RESPONSABILIDADE CIVIL. LANÇAMENTO INDEVIVO DE ENCARGOS BANCÁRIOS. DANOS MORAIS. CONTRATO DE MÚTUO COM PACTO DE ALIENAÇÃO FIDUCIÁRIA DE BEM DO IMÓVEL.

Lançamento indevido de encargos bancários, porque resultantes exclusivamente de falha operacional do banco. Situação que extrapolou o mero aborrecimento do cotidiano ou dissabor por insucesso negocial.

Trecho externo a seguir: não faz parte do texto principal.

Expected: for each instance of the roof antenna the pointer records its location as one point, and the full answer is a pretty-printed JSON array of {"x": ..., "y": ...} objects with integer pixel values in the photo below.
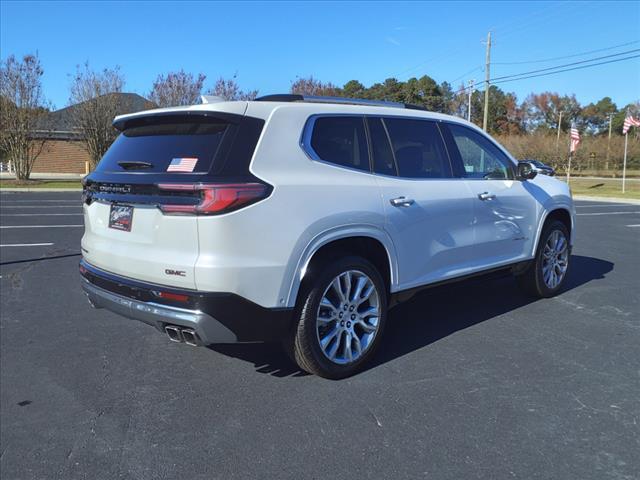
[{"x": 211, "y": 99}]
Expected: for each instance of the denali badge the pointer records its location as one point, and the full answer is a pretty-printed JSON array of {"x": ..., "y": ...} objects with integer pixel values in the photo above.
[
  {"x": 115, "y": 188},
  {"x": 180, "y": 273}
]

Recalcitrância injustificada da casa bancária em cobrar encargos bancários resultantes de sua própria desídia, pois não procedeu ao débito das parcelas na conta corrente da autora, nas datas dos vencimentos, exigindo, posteriormente, de forma abusiva, os encargos resultantes do pagamento com atraso.

Decurso de mais de três anos sem solução da pendência pela instituição financeira. Necessidade de ajuizamento de duas ações judiciais pela autora. Adoção, no caso, da teoria do Desvio Produtivo do Consumidor, tendo em vista que a autora foi privada de tempo relevante para dedicar-se ao exercício de atividades que melhor lhe aprouvesse, submetendo-se, em função do episódio em cotejo, a intermináveis percalços para a solução de problemas oriundos de má prestação do serviço bancário. Danos morais indenizáveis configurados. Preservação da indenização arbitrada, com moderação, em cinco mil reais. Pedido inicial julgado parcialmente procedente. Sentença mantida. Recurso improvido.”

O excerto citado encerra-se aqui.